I thought Pag was something smoked by a person with a speech impediment, before I visited the stunning island in Croatia.
We were flown out to sample the island’s celebrated Club Papaya and survey ‘The Beautiful People’ in their natural habitat.
And as we tottered along the balmy Zrce beach at sunset towards the flashing lights of Papaya, it quickly became apparent that a) I would need a body double for the rest of the trip and b) why celebrities including Eva Longoria, Gwyneth Paltrow, Chris Martin, Beyonce and Jay-Z have started flocking to Croatia.
We were ushered behind the stage – where celebrity DJs were dining on lobsters and champagne in their individual, white marquees – and straight into the VIP area, where we were seated with bonafide supermodels and Olympic swimmers and given heroic amounts of alcohol.
The Croatians were all grown in Petri dishes specifically for the purpose of drinking and having fun. As one local told us: “The ethos is very much, ‘the war’s over so let’s party.’” And party we did.
I have never seen anything quite like Club Papaya – downstairs, some 6,000 clubbers danced their faces off to house legend Tiesto, in a club which overlooked the glittering ocean and was bulging with Jacuzzis, pools, flumes, cheeky little bars, bobbing bungee jumpers above the stage and crisp, white decor which I blended into perfectly.
But I had an opportunity to tan and party – who said I can’t multi-task? – the following day, because the after-beach party kicks off at Papaya between 4pm and 8pm and is best described as Nikki Beach on steroids. The drinks were top value with a one litre cocktail costing 100KN (£12) which is what you’d pay for one, solitary drink in Ibiza. Or 600KN (£85) for the VIP area at Papaya, which gets you a table overlooking the dance floor and a selection of spirits and mixers.
The other great thing about Pag is that you can pack very light; a bikini – or some sequinned dental floss for many of the ladies – and bling is all you need, because you’ll spend most of the time exploring many of the beautiful beaches. Our favourite was Rucica, a secret beach – which won’t stay that way for long – nestled between two huge mountains with water so clear and blue, you don’t realise how deep it is. At the top of the beach is a restaurant cunningly disguised as a wooden shack, exotically named, Konoba Ivo.

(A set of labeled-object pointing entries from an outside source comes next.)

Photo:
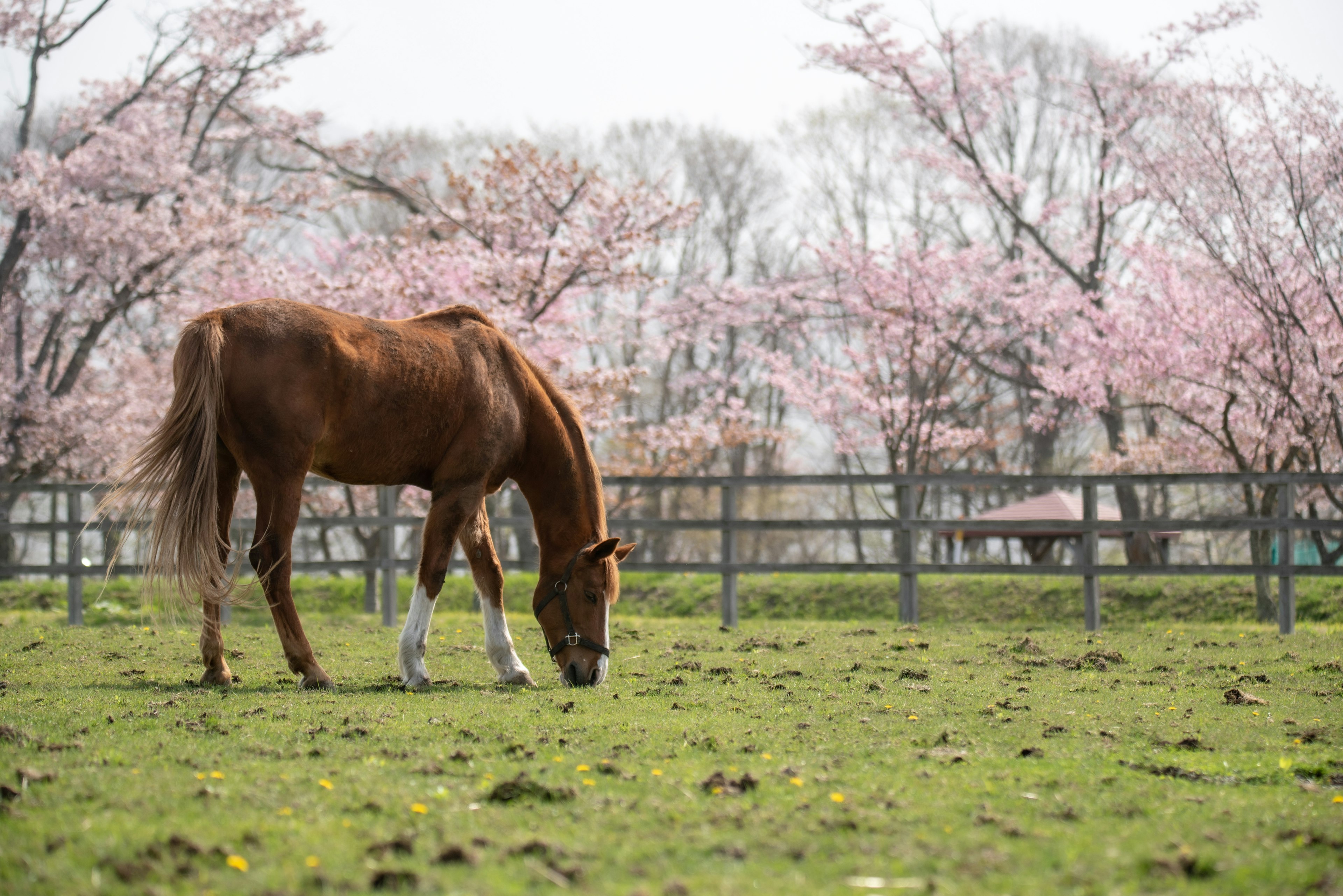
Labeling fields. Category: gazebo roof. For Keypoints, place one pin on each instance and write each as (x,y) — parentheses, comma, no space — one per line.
(1055,506)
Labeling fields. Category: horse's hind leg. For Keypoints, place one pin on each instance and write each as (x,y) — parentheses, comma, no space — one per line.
(489,581)
(277,514)
(211,637)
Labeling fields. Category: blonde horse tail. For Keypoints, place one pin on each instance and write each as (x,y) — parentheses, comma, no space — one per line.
(175,475)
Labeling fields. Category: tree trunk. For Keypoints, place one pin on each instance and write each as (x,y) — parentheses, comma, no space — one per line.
(7,543)
(1262,551)
(1139,549)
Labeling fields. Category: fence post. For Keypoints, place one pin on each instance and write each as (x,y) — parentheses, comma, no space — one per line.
(730,555)
(74,557)
(908,581)
(1287,561)
(387,508)
(1091,557)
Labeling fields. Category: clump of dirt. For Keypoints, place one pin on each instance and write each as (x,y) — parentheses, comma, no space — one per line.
(719,784)
(1026,645)
(1098,660)
(14,735)
(454,855)
(1185,863)
(394,880)
(1175,772)
(523,788)
(753,644)
(403,845)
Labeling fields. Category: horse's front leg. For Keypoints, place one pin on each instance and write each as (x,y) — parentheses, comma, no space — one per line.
(445,520)
(489,582)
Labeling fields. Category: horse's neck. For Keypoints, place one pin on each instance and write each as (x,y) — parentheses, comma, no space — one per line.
(555,479)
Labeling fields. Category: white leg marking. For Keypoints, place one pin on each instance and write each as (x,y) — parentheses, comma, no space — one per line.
(499,647)
(602,663)
(410,649)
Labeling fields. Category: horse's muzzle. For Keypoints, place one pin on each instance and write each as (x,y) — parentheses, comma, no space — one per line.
(577,676)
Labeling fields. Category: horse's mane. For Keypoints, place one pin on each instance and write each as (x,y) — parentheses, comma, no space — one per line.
(583,461)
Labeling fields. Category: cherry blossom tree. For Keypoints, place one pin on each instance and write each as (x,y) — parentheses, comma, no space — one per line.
(123,213)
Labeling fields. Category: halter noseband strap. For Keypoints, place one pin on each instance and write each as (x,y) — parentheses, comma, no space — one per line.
(562,588)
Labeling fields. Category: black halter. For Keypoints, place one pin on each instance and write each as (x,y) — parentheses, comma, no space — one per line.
(562,588)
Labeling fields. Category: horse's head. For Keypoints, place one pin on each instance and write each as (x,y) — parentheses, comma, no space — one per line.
(573,610)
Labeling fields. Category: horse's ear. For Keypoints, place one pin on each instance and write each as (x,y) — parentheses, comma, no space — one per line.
(602,550)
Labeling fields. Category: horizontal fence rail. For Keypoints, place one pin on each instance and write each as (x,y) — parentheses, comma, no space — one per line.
(904,527)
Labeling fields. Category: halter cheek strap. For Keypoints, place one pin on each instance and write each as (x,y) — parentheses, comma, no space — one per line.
(561,590)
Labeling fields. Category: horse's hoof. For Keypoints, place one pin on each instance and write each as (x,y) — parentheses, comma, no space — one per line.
(518,678)
(217,679)
(316,682)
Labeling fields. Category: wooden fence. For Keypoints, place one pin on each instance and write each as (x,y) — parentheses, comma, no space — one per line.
(903,527)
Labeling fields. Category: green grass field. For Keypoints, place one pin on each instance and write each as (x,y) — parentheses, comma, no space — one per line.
(957,758)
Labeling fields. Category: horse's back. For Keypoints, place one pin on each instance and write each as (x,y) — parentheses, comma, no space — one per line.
(370,401)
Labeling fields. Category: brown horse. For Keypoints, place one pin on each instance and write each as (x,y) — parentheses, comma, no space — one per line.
(444,401)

I was a little nervous about the food here when we saw the rotund, toothless chef and the outdoor barbecue kitchen, which largely consisted of bricks, twigs and hope. But damn my high-falutin’ London ways – it was one of the best meals I have ever had. Incredibly flavoursome, colourful tomatoes and barbecued peppers with just a simple drizzle of oil, lamb so tender you don’t need teeth, the crunchiest roasties in Christendom and fish so fresh its family hadn’t noticed it had gone.
Croatian food is essentially simple and delicious Mediterranean peasant food, with not one whiff of chemicals, preservatives or processing. And you can really tell. Another fantastic nosh spot is the stunning Boskinac, where DJ and musician Tiesto stays whenever he’s in town. This is a glorious open-air restaurant, award-winning hotel and winery on top of a hill, studded with olive groves and overlooking the beach. We were given a bit of everything to truly taste Croatia, which included honey schnapps – served before every meal in Pag – Adriatic sea squid, citrus chicken and the infamous Pag lamb.

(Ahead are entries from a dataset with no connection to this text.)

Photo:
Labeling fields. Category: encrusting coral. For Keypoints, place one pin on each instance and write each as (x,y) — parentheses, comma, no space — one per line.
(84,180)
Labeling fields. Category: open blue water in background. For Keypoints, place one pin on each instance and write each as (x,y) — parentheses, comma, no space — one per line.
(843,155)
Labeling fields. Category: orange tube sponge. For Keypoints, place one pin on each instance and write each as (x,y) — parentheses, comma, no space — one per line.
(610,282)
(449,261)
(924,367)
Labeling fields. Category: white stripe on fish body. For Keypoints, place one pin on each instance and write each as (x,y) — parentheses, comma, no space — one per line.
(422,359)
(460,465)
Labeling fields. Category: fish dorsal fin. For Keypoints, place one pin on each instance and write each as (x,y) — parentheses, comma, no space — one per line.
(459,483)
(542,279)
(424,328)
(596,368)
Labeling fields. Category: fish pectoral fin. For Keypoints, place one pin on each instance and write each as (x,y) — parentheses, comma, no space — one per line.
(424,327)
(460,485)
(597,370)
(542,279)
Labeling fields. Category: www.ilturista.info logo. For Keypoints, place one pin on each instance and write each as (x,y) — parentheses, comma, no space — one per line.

It is also well worth visiting Paprika’s restaurant, where you will often find local celebrities tinkling away on the grand piano. Make sure you try the Pag cheese there; a sharp, sheep’s cheese which is a local delicacy.
If you need a break from stuffing your mush, dancing or beach-hopping, I recommend the tranquil Hotel Luna, which is a fantastic spot to chill out before the after beach party and features a big pool and bar/restaurant overlooking the sea.
Refreshed, fed and rested, we rounded off our trip by heading back to Club Papaya. And we were still dancing to Swedish House Mafia legend Axwell at 6am when the sun slowly rose over the hills, spreading its incredible pinks and oranges across the sparkling sea and bathing all of the sweaty, smiling clubbers in its light.
This was one of those special moments which remain with you – no harsh lights coming on, no hairy bouncers herding you out and no pale and gurning oxygen embezzlers, just tanned and beautiful people, fresh sea air, a crisp sunrise and Axwell’s music gradually winding us all down.
Then, feeling sleepy and content, we jumped into a car with Axwell, some charming models and our guide – as you do – and stopped off at a local bakers for some hot Burek – delicious, flaky pastries stuffed with cheese or meat, which make kebabs look plain silly.
And that pretty much summed the experience up – as a party destination, Papaya is the sexy, moreish Burek to the rest of Europe’s cheap, grey and tasteless kebabs.